Lashilola, Seun; Xu, Weiwei; Azimpour, Khashayar; McCarthy, Michael; Carlot, Sara; Game, David; van der Voort, Judith.
Affiliation
  • Lashilola S; Real World Insights, IQVIA, London, UK.
  • Xu W; Real World Insights, IQVIA, Amsterdam, the Netherlands. Weiwei.xu@iqvia.com.
  • Azimpour K; Global Health Economics and Outcome Research, Chiesi, Boston, United States.
  • McCarthy M; Health Economics and Outcomes Research, MAP Patient Access, Cambridge, UK.
  • Carlot S; Global Rare Diseases Business Unit, Chiesi Farmaceutici S.p.A, Parma, Italy.
  • Game D; Department of Nephrology, Guy's Hospital, London, UK.
  • van der Voort J; Department of Paediatric Nephrology, University Hospital of Wales, Cardiff, Wales.
BMC Nephrol ; 24(1): 351, 2023 11 29.
Article in En | MEDLINE | ID: mdl-38031005
ABSTRACT

BACKGROUND:

Nephropathic Cystinosis (NC), a rare disease characterised by intra-lysosomal accumulation of cystine, results in progressive kidney failure (KF). Compliance to lifelong oral cysteamine, the only therapy, is often compromised. The relationship between compliance and costs of NC has not been previously formally assessed.

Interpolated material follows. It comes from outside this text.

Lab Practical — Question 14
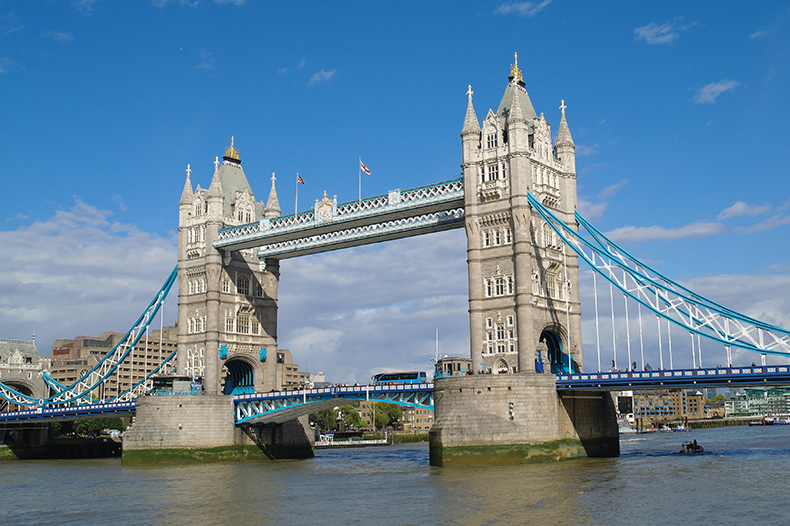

The present study evaluates the impact of compliance on lifetime (direct) costs of treating KF in NC patients in the United Kingdom.

METHODS:

A three-state (KF-free, post-KF, death) partitioned survival model was developed for hypothetical 'Good Compliance' (GC) and 'Poor Compliance' (PC) cohorts. Survival in the KF-free state was determined by a published regression function of composite compliance score (CCS). The CCS is a summation of annual compliance scores (ACS) over treatment duration prior to KF. ACSs are indexed on annual (average) leukocyte cystine levels (LCL). The Poor Compliance cohort was defined to reflect NC patients in a previous study with a mean LCL of 2.35 nmols nmol half-cystine/mg protein over the study period - and an estimated mean ACS of 1.64 over a 13.4 year treatment duration. The Good Compliance cohort was assumed to have an ACS of 2.25 for 21 years. Major KF costs were evaluated - i.e., dialysis, kidney transplants, and subsequent monitoring.

RESULTS:

The mean CCS was 47 for the GC and 22 for the PC cohort respectively, corresponding to estimated lifetime KF costs of £92,370 and £117,830 respectively - i.e., a cost saving of £25,460/patient, or £1,005/patient for every 1-unit improvement in CCS.

CONCLUSION:

This analysis indicates that lifetime costs of KF in NC can be reduced through improved treatment compliance with oral cysteamine.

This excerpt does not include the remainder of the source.